Genome-wide NIPT testing in future pregnancies could be recommended to couples with RPL to investigate the presence of unbalanced translocation/inversion, even if testing of a previous pregnancy loss failed or cfDNA test was unavailable or failed due to too low fetal fraction. Additionally, it should be noted that the NIPT test is a high throughput technique where patient samples can be run in multiplex reactions, whereas parental karyotyping is still a rather laborious process, resulting in more expensive hands-on time per patient than in case of NIPT analysis. We anticipate that testing the pregnancy loss with NIPT instead of directly karyotyping both partners in cases of RPL might be more (cost)efficient [14]. It will allow selecting only those parents at risk for being a carrier instead of karyotyping all parents with RPL. Moreover, it will help to diagnose the etiology of pregnancy loss in more cases [25]. However, it should be noted that high throughput SNP microarray testing in POC is the method of choice if the miscarriage tissue is available and of desired quality.

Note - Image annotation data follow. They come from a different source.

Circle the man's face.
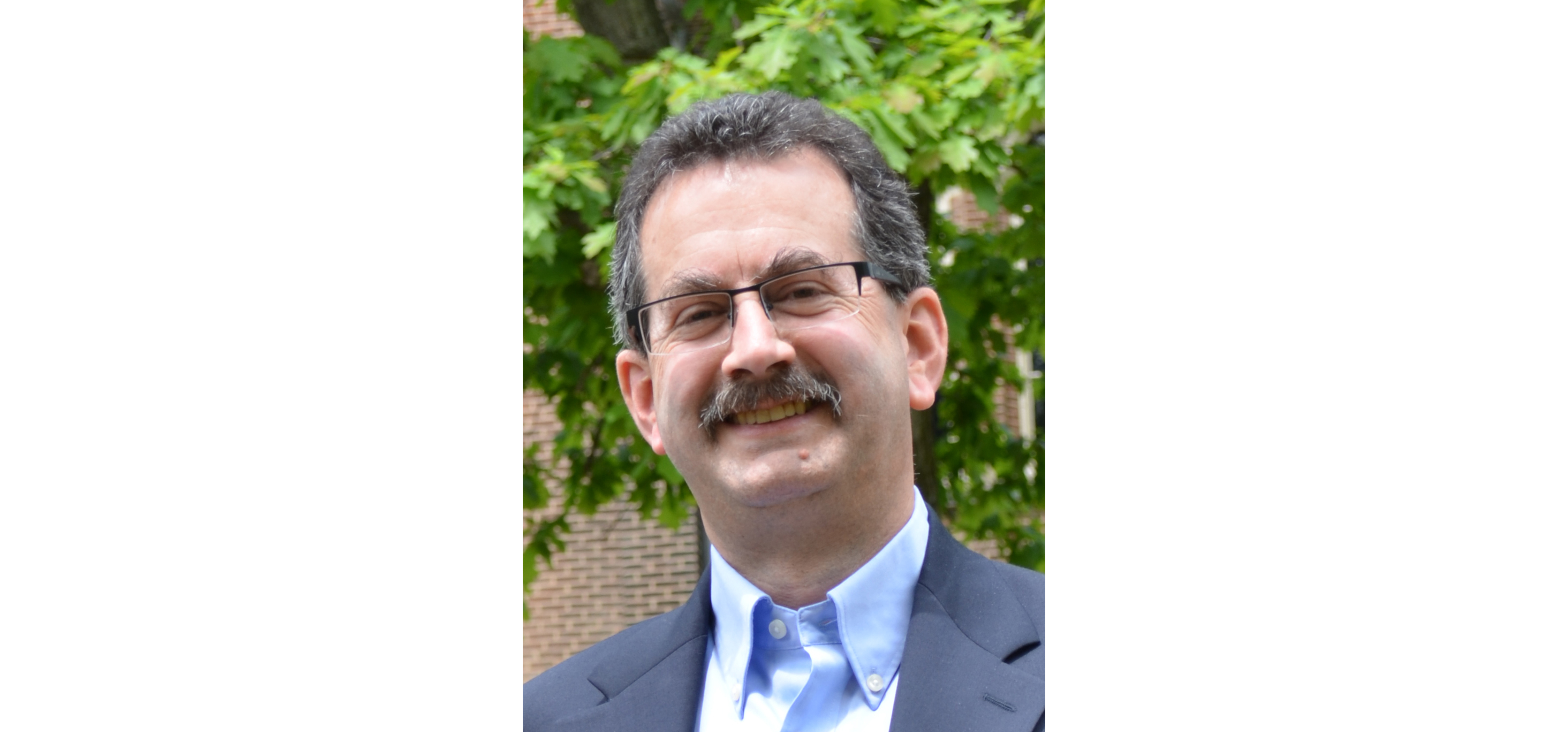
[618,151,916,508]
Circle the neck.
[701,475,914,610]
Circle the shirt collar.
[709,486,928,712]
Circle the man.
[524,92,1044,732]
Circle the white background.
[0,0,522,731]
[0,1,1568,731]
[1046,0,1568,732]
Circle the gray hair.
[610,91,931,351]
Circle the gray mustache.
[698,365,842,437]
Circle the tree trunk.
[572,0,669,64]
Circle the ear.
[903,287,947,409]
[615,348,665,455]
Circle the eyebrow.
[659,246,831,299]
[659,268,725,299]
[751,246,831,282]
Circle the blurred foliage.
[522,0,1044,617]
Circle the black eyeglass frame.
[626,262,903,353]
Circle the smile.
[725,400,811,425]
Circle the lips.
[725,400,811,425]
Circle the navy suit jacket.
[522,509,1046,732]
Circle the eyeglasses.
[626,262,899,356]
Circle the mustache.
[698,365,843,439]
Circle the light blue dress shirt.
[696,486,928,732]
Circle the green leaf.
[833,23,875,77]
[883,83,925,114]
[947,77,985,99]
[740,30,800,82]
[936,138,980,173]
[905,53,942,77]
[856,0,903,33]
[969,179,996,216]
[522,230,555,263]
[734,16,782,41]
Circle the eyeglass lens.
[641,265,861,354]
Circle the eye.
[776,282,826,299]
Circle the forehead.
[641,149,859,299]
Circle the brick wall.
[522,0,583,38]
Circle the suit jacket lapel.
[558,572,713,732]
[892,511,1046,732]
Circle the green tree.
[522,0,1044,617]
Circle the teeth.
[735,400,806,425]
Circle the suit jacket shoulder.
[522,511,1046,732]
[522,572,713,732]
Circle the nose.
[723,293,795,378]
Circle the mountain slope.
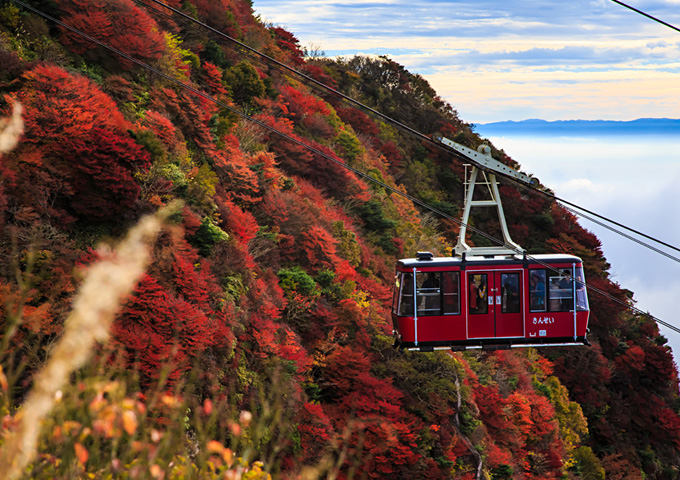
[0,0,680,479]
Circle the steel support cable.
[561,205,680,263]
[12,0,680,333]
[612,0,680,32]
[136,0,680,263]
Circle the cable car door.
[467,272,496,338]
[467,270,524,338]
[494,270,524,337]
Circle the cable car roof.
[397,253,581,269]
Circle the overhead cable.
[12,0,680,333]
[612,0,680,32]
[143,0,680,263]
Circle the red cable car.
[392,252,589,351]
[392,137,590,351]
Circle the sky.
[253,0,680,123]
[253,0,680,352]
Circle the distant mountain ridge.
[474,118,680,136]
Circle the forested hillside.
[0,0,680,480]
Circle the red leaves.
[7,65,149,223]
[281,85,331,117]
[57,0,165,69]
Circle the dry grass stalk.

Limitations of the NIPT approach

The conclusions of this study are based on the theoretical assessment of the size of the chromosomal segments, irrespective of viability of the different unbalanced patterns Many segregation products will have very large imbalances that would be lethal and not reach the gestational age when NIPT can be performed. The cfDNA test depends on the moment of the blood collection and the fetal cfDNA fraction present. It should be drawn as soon as fetal death is diagnosed when the pregnancy is still in situ. Otherwise, some patients may be too late for blood collection. Some patients who experience a miscarriage before 8 weeks of gestation may not benefit from the NIPT approach as before 7 weeks of gestation the fetal fraction of cfDNA is more likely to be insufficient [16]. Although most spontaneous miscarriages are detected between 8 and 13 weeks of gestation, couples with recurrent miscarriages are very aware of becoming pregnant and early monitoring can lead to earlier detection of the miscarriage [16]; therefore, blood can be drawn at the moment of diagnosis before the products of conception are discharged [5, 26]. Colley and colleagues have shown that in 66% of samples before 7 weeks of gestation their cfDNA test provided successful diagnosis [16]. cfDNA testing cannot replace karyotyping or microarray in fetal tissue, however it has potential to detect the cause of miscarriage in couples with RPL. Potentially in about 6% of patients a retention of the trophoblastic tissue can be observed [27], however, to our knowledge there are no reports on usefulness of cfDNA in such cases. In this study, we analyzed only the size of the theoretical, potential imbalances and the possibility of its detection assuming the blood sample contains enough fetal cfDNA. Large prospective cohort studies are necessary to establish how many patients cannot benefit from the cfDNA test, either because the sampling is performed too late or the miscarriage occurred before 8 weeks of pregnancy and insufficient fetal fraction did not allow to achieve NIPT results.